Contacté par Sputnik, le Front national n'a pas souhaité réagir. Tout comme la plupart des signataires, y compris son instigateur Paul Benkimoun, journaliste et président de la société des rédacteurs du Monde, qui n'a pas donné suite.
« Il n'appartient pas à une formation politique de décider des médias habilités à exercer leur rôle démocratique dans notre société », reprochent les journalistes dans leur pétition.
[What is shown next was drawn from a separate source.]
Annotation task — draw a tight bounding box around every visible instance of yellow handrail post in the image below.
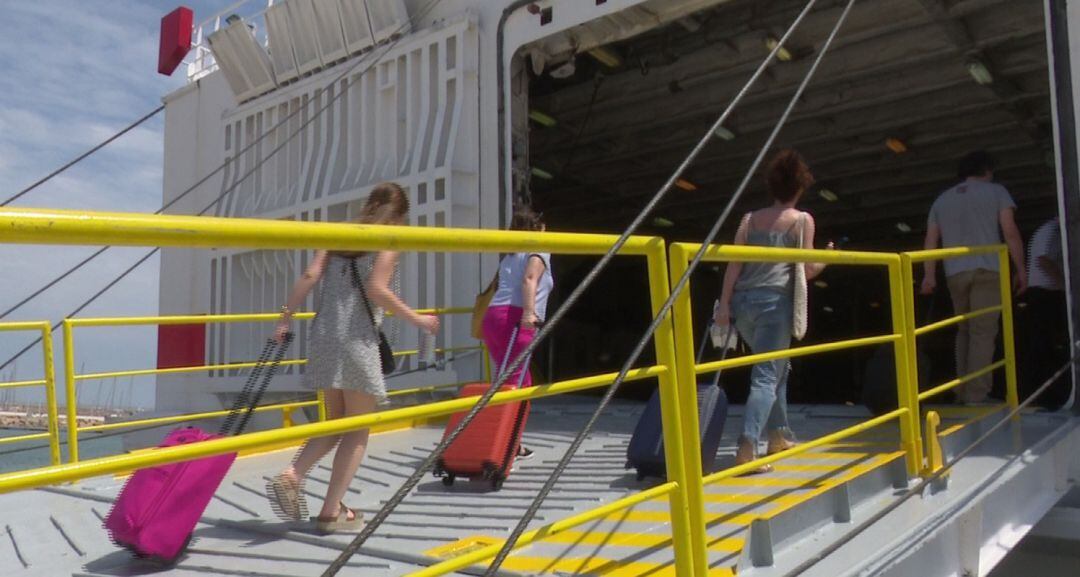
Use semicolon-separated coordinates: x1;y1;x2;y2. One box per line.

Pourtant, la même conduite caractérise l'équipe de campagne d'Emmanuel Macron qui choisit aussi « ses » journalistes: Sputnik et RT n'ont pas pu être accrédités à la soirée électorale du premier tour.
« Je ne suis pas plus choquée par l'un ou par l'autre, je suis choquée par que le fait que les mecs nous interdisent de faire des images et nous fournissent des images, quels qu'ils soient », poursuit Vincent Christian, qui se dit aussi « choqué par des pratiques journalistiques qui ne vont pas au fond des choses ». On aurait le droit de refuser des pratiques déontologies, « cela ne me choquerai pas qu'on refuse des gens de Minutes ». « Je n'admets pas qu'on interdise l'accès, qu'on nous interdise de faire notre métier. Mais je dis aussi, regardons nos pratiques », taclant au passage « Sputnik, RT ou toutes chaînes étrangères un peu particulière », qu'il ne considère pas non plus comme des chaînes d'information.
Anormal, mais pas impossible: « En France, l'exercice du métier de journaliste est libre. Contrairement à d'autres pays, il n'y a pas d'accréditation générale par les services de l'État pour couvrir la campagne électorale. Chaque candidat gère donc ses relations avec la presse comme il l'entend », fait savoir le ministère des Affaires étrangères et du Développement international.
Les pressions envers les journalistes durant la présidentielle « ont été croissantes, indues et choquantes », constate Dominique Pradalié, qui ne voit « aucune raison au monde pour qu'il [le FN] soit plus souple ». Quant au mouvement En Marche!, qui ne décroche plus, impossible de savoir s'il continuera à faire perdurer des pratiques qu'il condamne.